Monday, November 12, 2007

WRITTEN WORD 21 - Stories Not to Tell


By the time I was in the 8th grade I had also become extremely careful about telling the family anything I knew from the world outside the family.

I didn't tell them about stealing the rowboat and going over a high waterfall in it, or the day I was all the way down in the city in Times Square (looking at the half-man, half-woman in the freak Show at Hubert's Flea Circus) when they thought I was at Compo Beach in Westport, Connecticut, or the two-year blackjack game, spanning 7th and 8th grades, that I was part of – nor the girlie magazines we hid in the barn, nor the time I fell off a cliff, saved by saplings on a lower ledge I nearly passed on the fall down. There was almost nothing I could tell them about safely. I rarely discussed my friends – Jeff Aldrich, whose father lived in a cabin with a porch behind their house and sat on the porch drinking whisky all day and cursing softly, Jeff who I hid in our old chicken coop barn when he ran away from home – or Dan McHenry, who was open and friendly even though he was the school's best athlete, and who had actually more or less fucked with an actual woman, an older girl who he and a friend, he said, stripped and held down (which, despite the impossible dream of actual fucking, seemed to me connected to horrible things Dan did routinely, like torturing and killing frogs and kittens). Or Herman, who carried a concealed revolver. I did not tell them about Jared Delong, who was the one who discovered the principal's secretary didn't call your home until you'd been absent from school for two days in a row, meaning it was safe to play hooky and travel every other day.

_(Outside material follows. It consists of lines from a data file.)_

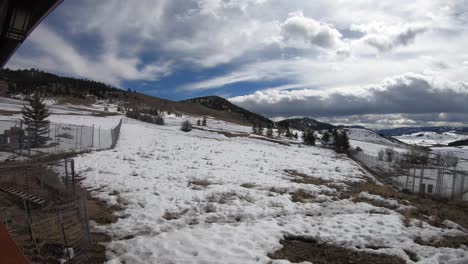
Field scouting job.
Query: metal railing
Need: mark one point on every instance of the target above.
(60, 138)
(45, 212)
(424, 179)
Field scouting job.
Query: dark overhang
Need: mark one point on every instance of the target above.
(18, 18)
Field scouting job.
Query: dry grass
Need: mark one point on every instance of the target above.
(297, 250)
(171, 215)
(302, 178)
(302, 196)
(197, 184)
(248, 185)
(122, 200)
(441, 242)
(408, 216)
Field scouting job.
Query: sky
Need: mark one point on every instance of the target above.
(361, 62)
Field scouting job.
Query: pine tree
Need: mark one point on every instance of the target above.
(186, 126)
(326, 138)
(269, 131)
(345, 145)
(308, 137)
(260, 129)
(255, 129)
(280, 131)
(34, 117)
(341, 142)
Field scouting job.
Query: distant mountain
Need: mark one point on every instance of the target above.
(221, 104)
(458, 143)
(28, 81)
(84, 91)
(304, 123)
(411, 130)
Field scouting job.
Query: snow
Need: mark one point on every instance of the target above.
(378, 198)
(366, 135)
(168, 218)
(374, 148)
(431, 138)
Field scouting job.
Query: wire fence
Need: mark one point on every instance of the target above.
(429, 178)
(59, 138)
(45, 211)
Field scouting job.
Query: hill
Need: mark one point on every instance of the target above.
(304, 123)
(28, 81)
(86, 92)
(412, 130)
(221, 104)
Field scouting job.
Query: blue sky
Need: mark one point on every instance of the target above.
(352, 62)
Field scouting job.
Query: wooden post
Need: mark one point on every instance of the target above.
(72, 165)
(87, 220)
(454, 178)
(66, 177)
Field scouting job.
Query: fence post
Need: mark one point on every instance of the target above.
(66, 178)
(85, 210)
(72, 165)
(81, 138)
(64, 237)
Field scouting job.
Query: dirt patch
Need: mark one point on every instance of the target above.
(99, 212)
(451, 242)
(298, 250)
(225, 133)
(432, 211)
(302, 196)
(298, 177)
(248, 185)
(198, 184)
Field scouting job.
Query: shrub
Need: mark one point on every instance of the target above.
(159, 120)
(135, 114)
(381, 154)
(308, 137)
(146, 118)
(186, 126)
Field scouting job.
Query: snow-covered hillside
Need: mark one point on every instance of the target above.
(207, 196)
(369, 136)
(431, 138)
(200, 197)
(371, 142)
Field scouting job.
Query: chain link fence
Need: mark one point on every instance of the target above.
(60, 138)
(425, 179)
(45, 211)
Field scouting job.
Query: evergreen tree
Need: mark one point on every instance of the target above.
(341, 142)
(280, 131)
(326, 138)
(269, 131)
(186, 126)
(308, 137)
(34, 117)
(159, 120)
(255, 129)
(260, 129)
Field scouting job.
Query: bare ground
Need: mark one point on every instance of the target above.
(297, 250)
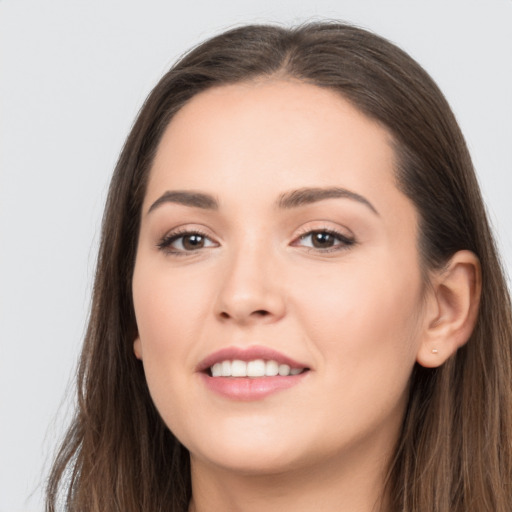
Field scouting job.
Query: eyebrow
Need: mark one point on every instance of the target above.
(304, 196)
(287, 200)
(187, 198)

I did not tell them these things so I would not get into trouble, but it was also to spare them from too many facts. And sometimes I told them things I did not believe because it would make them more comfortable and on my side. Sometimes at the dinner table at home I told them I found someone outside the family to be stupid, or cranky or clumsy – keeping my hand in family conversation, imitating the way they talked about outsiders – too shy, too alert, too ugly or dumb, too smart or good looking for their own good.

So I relayed what Jared told me about his mother, Rosemary Delong, because I often heard my parents talking, while they were drinking, about what awful drunks the elder Delongs were.

Jared and I had been sitting on a roof of the former wartime chicken house at our place in Weston and Jared was telling with glee what he'd seen the night before at the Aspetuck Club dinner dance. His mother, Rosemary, and his father, also named Jared Delong but called Jerry, had been drunk and fighting and while they were on the dance floor, sometimes dancing, sometimes shouting and waving their arms at each other, Rosemary's dress kept falling down. She was too drunk to stop it – her breasts popping out for everyone to see.

I thought my parents would appreciate the story. I gave a quick version of it at dinner, at the narrow oak table in our drafty, wall-papered dining room. I did not say the word "breasts,” but just that the gown fell down and there was nothing underneath. Mother, listening at the head of the table, with a little bell to ring for dessert, Dad at the other end, still stiff in his city suit, switching from a blended whiskey highball to buttermilk. Dad's face was getting red. Mother was starting to quiver with fury.

Mother exploded.

"That's the worst thing I have ever heard, Frederick.

“That was horrible of your friend Jared.

"What an awful person your friend is.

"Never do anything like that.

"Remember,no one should ever say anything like that about their family."